Notes for Team 6
(From September 25 meeting with Prof. Keshav)
Remarks
- This team is responsible for the integration part (and for "cracking the
whip"). The first task will be to get each team to check in a null interface.
- Then there is the whole area of protocol-specific management, a subject of on-going
research, especially project specification management. Commercial systems such as Tivoli
and Unicenter have databases which specify what runs on each system being managed.
- All network managers need application specific knowledge of what is going on, which is
more than only the basic SNMP stuff. For example, the whiteboard application might want to
know who is where.
- Helping the network manager to analyze the managed system is the MIB (Management
Information Database). This is complex, but hierarchical, which is nice.
- You can ask other teams what information they are willing to give you, and then you have
to figure out how to implement the management system in a nice way. Then you write a stub
for the other teams showing what fields you want them to fill in and how. You could design
your stubs to listen on a separate port for a manager request. The goal is to design
management into every layer from the start.
- Alarms - asynchronous alarms from managed objects go to the System Manager.
- Authentication - SNMP has the notion of community: who can access what objects.
"Public" is the least restrictive. From there you might go to passwords
required. (Passwords in clear text are OK for this project.) Or use challenge/response,
which is one step better.
- Your major challenge is to figure out what the managed objects should be.
Questions
- Is SourceSave available in CSUGLAB? It should be. If not, send
Prof. Keshav email.
- Does the Manager have any active control over other layers? Can the Manager
drop a phone call? That's the next step. If you get the passive management
down, you could go on to implement this but it requires major security considerations.
- Shouldn`t there be security anyway? Usually we just use the idea
of "trusted group". For a book on SNMP, see "The simple book: an
introduction to networking management", M.T. Rose, in Carpenter Library.
- The stub sits on the client? Yes.
- Isn't that just the same as SNMP? Yes, but in SNMP all the
information in the hook is stored in a tree, which you can then interrogate. This might be
slightly heavyweight for the project.
- Do we have to use SNMP? No, but you should understand it.

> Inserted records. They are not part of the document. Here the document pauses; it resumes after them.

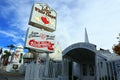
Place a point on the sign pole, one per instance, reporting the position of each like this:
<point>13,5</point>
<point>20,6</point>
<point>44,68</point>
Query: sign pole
<point>47,65</point>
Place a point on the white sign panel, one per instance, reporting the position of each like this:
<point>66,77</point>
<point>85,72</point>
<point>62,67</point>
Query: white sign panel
<point>39,40</point>
<point>42,16</point>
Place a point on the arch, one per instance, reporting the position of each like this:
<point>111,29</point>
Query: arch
<point>80,52</point>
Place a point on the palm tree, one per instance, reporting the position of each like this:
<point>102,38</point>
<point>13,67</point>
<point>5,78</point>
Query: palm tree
<point>6,57</point>
<point>116,48</point>
<point>11,47</point>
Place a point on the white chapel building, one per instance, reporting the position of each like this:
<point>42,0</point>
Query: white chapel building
<point>88,63</point>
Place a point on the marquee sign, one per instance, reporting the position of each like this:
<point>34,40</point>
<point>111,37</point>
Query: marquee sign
<point>39,40</point>
<point>42,16</point>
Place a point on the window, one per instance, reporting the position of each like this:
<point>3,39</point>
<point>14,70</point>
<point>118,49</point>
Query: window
<point>91,69</point>
<point>84,68</point>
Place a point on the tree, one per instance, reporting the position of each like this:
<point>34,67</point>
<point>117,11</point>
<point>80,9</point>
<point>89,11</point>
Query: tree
<point>6,57</point>
<point>11,46</point>
<point>116,48</point>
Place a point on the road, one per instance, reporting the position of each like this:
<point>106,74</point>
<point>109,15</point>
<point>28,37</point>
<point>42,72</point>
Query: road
<point>10,76</point>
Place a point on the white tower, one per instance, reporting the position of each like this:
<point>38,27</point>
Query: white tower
<point>86,36</point>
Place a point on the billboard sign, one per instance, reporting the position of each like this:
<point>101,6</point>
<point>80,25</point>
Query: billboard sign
<point>42,16</point>
<point>39,40</point>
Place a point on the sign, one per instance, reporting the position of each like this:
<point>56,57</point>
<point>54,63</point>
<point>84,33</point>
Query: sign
<point>43,17</point>
<point>39,40</point>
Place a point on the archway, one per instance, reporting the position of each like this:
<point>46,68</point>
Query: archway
<point>82,57</point>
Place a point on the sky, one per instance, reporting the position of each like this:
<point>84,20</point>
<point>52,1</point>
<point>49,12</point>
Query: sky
<point>101,18</point>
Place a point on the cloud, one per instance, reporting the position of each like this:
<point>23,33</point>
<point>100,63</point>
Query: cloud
<point>13,35</point>
<point>101,18</point>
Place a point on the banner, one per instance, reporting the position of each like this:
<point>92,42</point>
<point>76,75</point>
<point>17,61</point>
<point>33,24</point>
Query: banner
<point>39,40</point>
<point>42,16</point>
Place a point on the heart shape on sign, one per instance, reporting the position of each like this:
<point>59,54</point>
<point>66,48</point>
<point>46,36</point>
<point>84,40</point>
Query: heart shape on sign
<point>44,20</point>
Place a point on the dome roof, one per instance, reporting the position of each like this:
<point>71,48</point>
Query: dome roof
<point>28,55</point>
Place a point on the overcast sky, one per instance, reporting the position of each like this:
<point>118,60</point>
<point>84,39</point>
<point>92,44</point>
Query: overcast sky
<point>101,18</point>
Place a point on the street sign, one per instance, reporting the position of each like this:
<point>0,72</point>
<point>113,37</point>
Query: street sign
<point>43,17</point>
<point>39,40</point>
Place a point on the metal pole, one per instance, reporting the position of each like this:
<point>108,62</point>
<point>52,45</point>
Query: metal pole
<point>47,65</point>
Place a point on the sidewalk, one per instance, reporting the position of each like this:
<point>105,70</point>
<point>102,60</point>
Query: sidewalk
<point>10,75</point>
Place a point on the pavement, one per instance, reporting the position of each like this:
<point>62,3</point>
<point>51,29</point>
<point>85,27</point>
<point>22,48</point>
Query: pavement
<point>10,75</point>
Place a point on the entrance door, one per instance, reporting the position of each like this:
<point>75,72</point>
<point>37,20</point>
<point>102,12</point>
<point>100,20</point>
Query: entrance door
<point>87,72</point>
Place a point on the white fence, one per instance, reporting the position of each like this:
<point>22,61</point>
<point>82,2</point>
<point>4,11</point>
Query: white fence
<point>37,72</point>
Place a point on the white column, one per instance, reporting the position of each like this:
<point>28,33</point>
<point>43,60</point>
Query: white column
<point>47,64</point>
<point>113,71</point>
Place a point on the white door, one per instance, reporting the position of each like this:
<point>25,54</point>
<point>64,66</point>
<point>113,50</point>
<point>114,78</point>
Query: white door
<point>87,72</point>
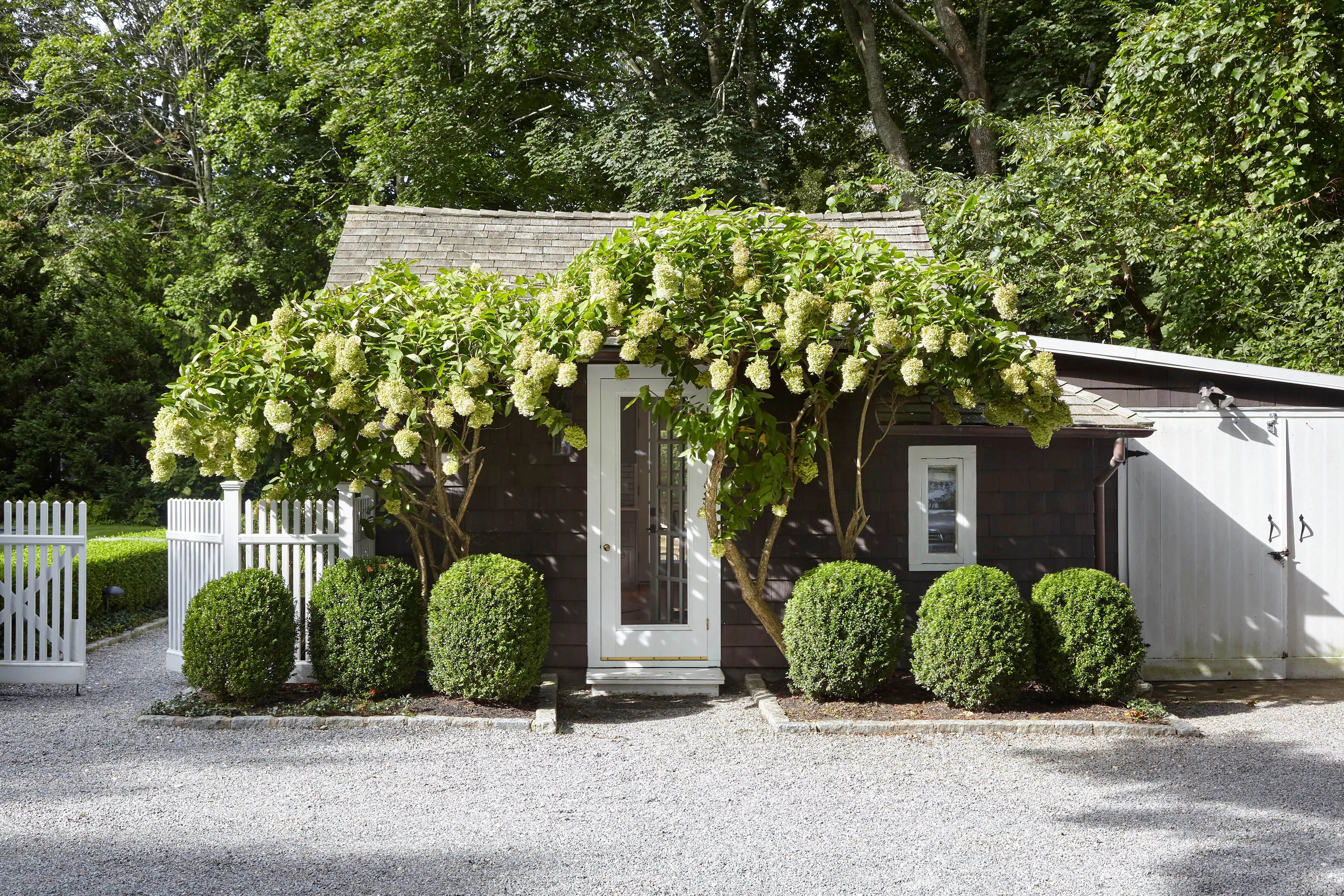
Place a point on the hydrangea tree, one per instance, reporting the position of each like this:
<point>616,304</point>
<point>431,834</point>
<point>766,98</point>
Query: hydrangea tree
<point>752,304</point>
<point>362,382</point>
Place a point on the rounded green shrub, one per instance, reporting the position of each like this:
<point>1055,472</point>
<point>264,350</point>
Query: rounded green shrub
<point>489,629</point>
<point>843,631</point>
<point>972,645</point>
<point>1089,639</point>
<point>368,625</point>
<point>239,639</point>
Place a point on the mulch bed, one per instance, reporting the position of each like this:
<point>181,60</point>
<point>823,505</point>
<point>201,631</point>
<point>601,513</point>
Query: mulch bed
<point>310,700</point>
<point>904,700</point>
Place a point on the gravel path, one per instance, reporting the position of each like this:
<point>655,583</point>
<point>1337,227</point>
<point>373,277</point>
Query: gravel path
<point>653,797</point>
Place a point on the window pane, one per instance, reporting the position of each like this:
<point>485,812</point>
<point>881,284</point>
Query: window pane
<point>943,510</point>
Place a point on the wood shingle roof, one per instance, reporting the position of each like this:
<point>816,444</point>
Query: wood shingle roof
<point>521,244</point>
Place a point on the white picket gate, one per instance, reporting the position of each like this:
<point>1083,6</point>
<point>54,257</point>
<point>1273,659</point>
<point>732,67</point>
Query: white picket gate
<point>296,541</point>
<point>42,590</point>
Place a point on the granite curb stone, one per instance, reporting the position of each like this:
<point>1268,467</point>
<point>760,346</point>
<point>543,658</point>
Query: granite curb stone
<point>779,722</point>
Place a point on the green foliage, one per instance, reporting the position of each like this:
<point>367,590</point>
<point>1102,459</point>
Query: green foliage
<point>489,629</point>
<point>1089,639</point>
<point>974,643</point>
<point>239,640</point>
<point>843,628</point>
<point>1147,710</point>
<point>368,627</point>
<point>136,566</point>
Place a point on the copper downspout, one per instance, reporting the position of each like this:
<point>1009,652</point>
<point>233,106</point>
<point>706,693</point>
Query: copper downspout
<point>1118,457</point>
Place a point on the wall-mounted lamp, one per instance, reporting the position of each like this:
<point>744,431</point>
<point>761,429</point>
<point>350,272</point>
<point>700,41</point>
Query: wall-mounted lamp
<point>1213,398</point>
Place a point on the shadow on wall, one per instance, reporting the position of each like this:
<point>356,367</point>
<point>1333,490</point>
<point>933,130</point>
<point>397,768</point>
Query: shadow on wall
<point>1209,593</point>
<point>1240,816</point>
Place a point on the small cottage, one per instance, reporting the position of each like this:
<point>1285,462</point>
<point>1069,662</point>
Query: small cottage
<point>638,604</point>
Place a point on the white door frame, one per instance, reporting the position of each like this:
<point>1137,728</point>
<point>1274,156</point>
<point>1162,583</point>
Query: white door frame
<point>604,527</point>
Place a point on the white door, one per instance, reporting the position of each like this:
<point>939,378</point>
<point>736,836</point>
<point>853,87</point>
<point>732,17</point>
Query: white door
<point>654,590</point>
<point>1204,512</point>
<point>1316,585</point>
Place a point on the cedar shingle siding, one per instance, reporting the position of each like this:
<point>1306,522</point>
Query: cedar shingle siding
<point>1036,507</point>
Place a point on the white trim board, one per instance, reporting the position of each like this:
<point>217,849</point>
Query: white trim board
<point>1187,362</point>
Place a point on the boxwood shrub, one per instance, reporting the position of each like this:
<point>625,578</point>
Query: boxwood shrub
<point>368,625</point>
<point>843,631</point>
<point>1089,639</point>
<point>489,629</point>
<point>136,566</point>
<point>972,645</point>
<point>239,640</point>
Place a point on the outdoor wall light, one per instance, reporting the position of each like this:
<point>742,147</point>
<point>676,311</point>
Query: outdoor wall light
<point>1213,398</point>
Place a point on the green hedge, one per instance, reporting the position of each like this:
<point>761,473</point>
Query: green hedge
<point>1089,639</point>
<point>843,629</point>
<point>239,640</point>
<point>368,627</point>
<point>489,629</point>
<point>136,566</point>
<point>974,645</point>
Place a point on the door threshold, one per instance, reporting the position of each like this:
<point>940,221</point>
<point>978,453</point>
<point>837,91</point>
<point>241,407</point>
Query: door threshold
<point>662,680</point>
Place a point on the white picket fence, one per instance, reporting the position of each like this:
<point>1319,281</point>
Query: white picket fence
<point>296,541</point>
<point>42,590</point>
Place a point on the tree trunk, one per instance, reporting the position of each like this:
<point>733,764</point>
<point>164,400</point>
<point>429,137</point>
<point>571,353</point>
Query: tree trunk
<point>864,35</point>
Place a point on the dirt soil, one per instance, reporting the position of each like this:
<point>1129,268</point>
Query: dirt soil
<point>904,700</point>
<point>421,703</point>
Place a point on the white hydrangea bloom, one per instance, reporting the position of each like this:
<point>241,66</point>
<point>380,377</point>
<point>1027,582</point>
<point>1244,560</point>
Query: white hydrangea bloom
<point>462,399</point>
<point>351,359</point>
<point>443,414</point>
<point>483,416</point>
<point>913,371</point>
<point>247,438</point>
<point>345,397</point>
<point>1006,301</point>
<point>819,356</point>
<point>279,414</point>
<point>721,373</point>
<point>282,320</point>
<point>759,371</point>
<point>323,437</point>
<point>407,444</point>
<point>476,373</point>
<point>396,395</point>
<point>591,342</point>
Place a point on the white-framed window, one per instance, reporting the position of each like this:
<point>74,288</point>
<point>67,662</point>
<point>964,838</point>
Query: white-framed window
<point>943,507</point>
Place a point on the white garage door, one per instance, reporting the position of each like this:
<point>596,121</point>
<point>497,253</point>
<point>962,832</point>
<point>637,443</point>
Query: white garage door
<point>1202,515</point>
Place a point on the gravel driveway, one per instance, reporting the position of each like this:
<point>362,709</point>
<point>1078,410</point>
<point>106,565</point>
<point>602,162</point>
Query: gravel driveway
<point>659,796</point>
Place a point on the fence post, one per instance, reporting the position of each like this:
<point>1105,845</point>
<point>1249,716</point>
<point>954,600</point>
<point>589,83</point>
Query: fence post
<point>229,526</point>
<point>353,542</point>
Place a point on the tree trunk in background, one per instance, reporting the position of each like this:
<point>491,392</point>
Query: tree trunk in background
<point>858,23</point>
<point>970,62</point>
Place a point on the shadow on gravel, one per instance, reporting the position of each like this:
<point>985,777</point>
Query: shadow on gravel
<point>1237,817</point>
<point>97,868</point>
<point>580,707</point>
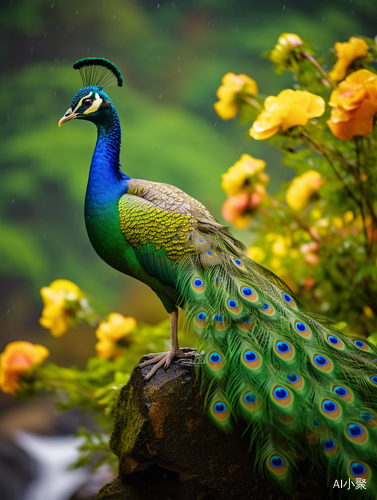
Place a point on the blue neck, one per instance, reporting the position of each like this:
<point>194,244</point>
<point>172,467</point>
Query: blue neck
<point>106,181</point>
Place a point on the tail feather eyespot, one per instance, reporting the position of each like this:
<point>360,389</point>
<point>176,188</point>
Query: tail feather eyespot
<point>335,341</point>
<point>302,329</point>
<point>198,284</point>
<point>358,470</point>
<point>330,409</point>
<point>250,401</point>
<point>288,299</point>
<point>215,362</point>
<point>277,465</point>
<point>233,305</point>
<point>201,319</point>
<point>356,433</point>
<point>249,294</point>
<point>361,345</point>
<point>284,350</point>
<point>251,359</point>
<point>322,363</point>
<point>282,396</point>
<point>268,310</point>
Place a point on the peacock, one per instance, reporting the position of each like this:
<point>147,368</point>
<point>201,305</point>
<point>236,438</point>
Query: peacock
<point>306,388</point>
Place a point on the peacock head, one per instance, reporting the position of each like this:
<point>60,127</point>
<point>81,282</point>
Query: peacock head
<point>91,102</point>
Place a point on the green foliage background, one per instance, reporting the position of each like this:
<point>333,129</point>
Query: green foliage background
<point>172,56</point>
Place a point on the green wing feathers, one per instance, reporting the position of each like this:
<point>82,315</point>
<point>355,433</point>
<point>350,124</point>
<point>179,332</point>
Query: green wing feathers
<point>304,386</point>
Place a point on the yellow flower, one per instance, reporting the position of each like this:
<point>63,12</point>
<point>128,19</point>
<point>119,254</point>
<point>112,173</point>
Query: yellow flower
<point>234,89</point>
<point>302,188</point>
<point>110,331</point>
<point>243,176</point>
<point>256,253</point>
<point>116,327</point>
<point>282,54</point>
<point>105,348</point>
<point>17,358</point>
<point>346,53</point>
<point>56,311</point>
<point>289,109</point>
<point>280,246</point>
<point>354,104</point>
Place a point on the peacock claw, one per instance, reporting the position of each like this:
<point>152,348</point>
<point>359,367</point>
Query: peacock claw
<point>165,358</point>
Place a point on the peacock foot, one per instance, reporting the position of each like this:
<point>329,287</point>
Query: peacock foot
<point>165,358</point>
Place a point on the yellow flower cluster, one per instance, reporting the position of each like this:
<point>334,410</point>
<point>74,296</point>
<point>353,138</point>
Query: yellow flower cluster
<point>282,54</point>
<point>58,299</point>
<point>346,53</point>
<point>302,188</point>
<point>289,109</point>
<point>234,89</point>
<point>244,184</point>
<point>354,104</point>
<point>109,332</point>
<point>16,360</point>
<point>245,175</point>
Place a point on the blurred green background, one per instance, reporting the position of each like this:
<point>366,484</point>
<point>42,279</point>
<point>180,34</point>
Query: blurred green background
<point>172,56</point>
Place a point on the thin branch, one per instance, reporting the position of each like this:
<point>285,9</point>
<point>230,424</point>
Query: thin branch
<point>325,154</point>
<point>319,67</point>
<point>253,102</point>
<point>323,151</point>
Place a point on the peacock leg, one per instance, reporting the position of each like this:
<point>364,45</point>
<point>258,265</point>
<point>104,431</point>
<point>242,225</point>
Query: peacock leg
<point>165,358</point>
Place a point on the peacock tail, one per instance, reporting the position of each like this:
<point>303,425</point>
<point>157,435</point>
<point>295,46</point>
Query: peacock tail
<point>303,387</point>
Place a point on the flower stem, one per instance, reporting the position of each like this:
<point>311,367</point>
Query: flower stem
<point>319,67</point>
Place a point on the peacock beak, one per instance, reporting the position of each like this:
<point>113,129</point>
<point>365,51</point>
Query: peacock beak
<point>69,115</point>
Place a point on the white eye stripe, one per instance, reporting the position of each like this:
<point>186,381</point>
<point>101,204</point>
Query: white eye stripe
<point>81,100</point>
<point>96,104</point>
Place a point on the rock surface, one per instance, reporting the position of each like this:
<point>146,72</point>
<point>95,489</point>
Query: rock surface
<point>168,449</point>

- Could there be several manager servers? Yes, each would register
themself first, perhaps via the directory service. For example, there could be many
gateways. Check for timeouts to determine livliness. For consistency, whenever you save
state, figure out when it will be removed.
- Do we set up the whole interface, or let the teams do it? The
latter. First cut is due September 30.
- How are stubs invoked? Listen on a port for a request, send a
packet in some format. Or you could use remote invocation, which is not as simple. Or you
could just incorporate SNMP, but that is a lot of stuff.